After the termination of the study, the pancreas and liver of rats in each group were isolated and were fixed in 10%v/v formaldehyde to identify the effect of each treatment given to the diabetic rats based on their efficacy. The changes in the cellular architecture of isolated pancreas and liver of diabetic rats in each group were determined by sequentially embedding them in paraffin blocks according to standard procedure. These samples were sectioned at 6 µm thickness, and then stained for functional pancreatic/liver cells with hematoxylin and eosin.

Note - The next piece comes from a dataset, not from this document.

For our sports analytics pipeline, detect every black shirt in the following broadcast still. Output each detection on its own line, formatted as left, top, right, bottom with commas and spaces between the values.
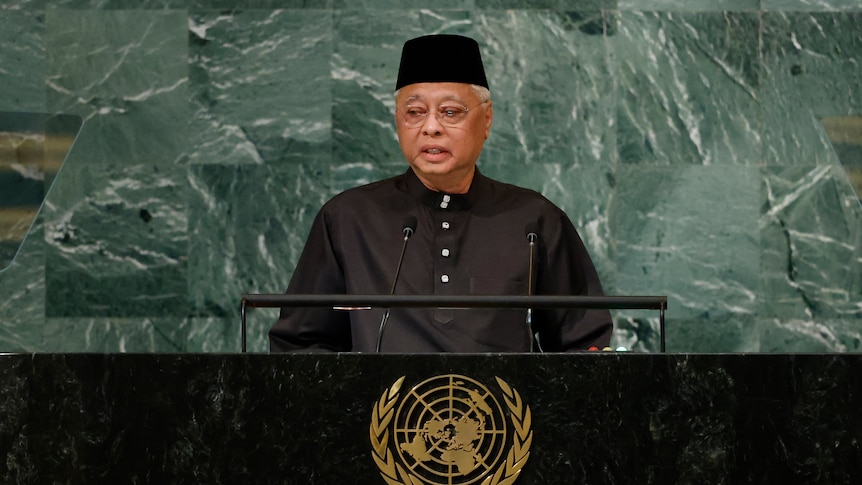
269, 169, 613, 353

The consumption of HFD in rats induced obesity, metabolic alterations followed by changes in the level of lipid markers i.e., CHL, TGs, HDL, LDL, VLDL, CHL/HDL and LDL/HDL ratio as discussed above in biochemical study leading to steatosis in liver tissues. This condition leads to the development of IR in liver and the other peripheral cells. With this agreement, the histopathological images obtained for EC and placebo confirmed the occurrence of steatosis i.e., formation of multiple lipid droplets with cellular infiltration and cytoplasmic vacuolation. Whereas, in case of rats that received VA showed higher preservation of liver cells with minimal lipid droplets than that of rats that received Gly. This could be because of the direct action of VA on liver lipogenesis in obese-diabetic rats either by inhibiting release of leptin or by phosphorylating Acetyl CoA carboxylase, which regulate adiposity (Chang et al., 2015).
However, Gly showed slight effect on liver steatosis that could be because of its indirect anti-hyperglycaemic action. Overall, this could be the possible reason for the improved efficacy of both drugs in the form of combination therapy for the effective management of T2DM. In case of rats that received GV-APMs showed combined effect of both the drugs as a measure negligible lipid deposition than that of their physical mix. Whereas, the rats of group VA-APMs and Gly-APMs showed good reversal from liver steatosis with slight appearance of lipid droplets, which was comparatively higher than that of their raw form. In comparison to the lower dose, higher dose of the single drug loaded APMs showed good reversal of steatosis while complete restoration of liver cells was observed in rats that received GV-APMs.
The histology of islet cells of rats in normal control were normal. In diabetic rats without treatments i.e., EC and placebo showed breakdown of micro-anatomical characteristics including pancreatic β-cells degranulation, decreased cellular density, atrophy of islet cells, vacuolar and necrotic changes. These changes were found moderate in case of raw Gly, raw VA, physical mix, and slight in case of single drug loaded APMs and GV-APMs.
The histopathological images of rats of EC and placebo group showed damaged islet of Langerhans due to cytotoxic effect of STZ. Since, Gly is known to improve the insulin secretion by modulating ATP-sensitive potassium ion channels on islet cells, it showed improvement in cellular architecture of pancreatic cells after 28 days of treatment. Further, the effect of VA was found good in improving the micro-anatomical features of islet cells but its efficacy was lower than that of Gly. This could be because of the direct action of Gly onto the pancreatic islet cells or could be based on their bioavailability in the body. The loading of both the drugs in APMs either single loaded or co-loaded showed good recovery owing to their enhanced oral bioavailability.
The images of histopathology of different groups for liver is shown in Fig. 4 and pancreas in Fig. 5. The inference from these images is summarized in supplementary Table S2.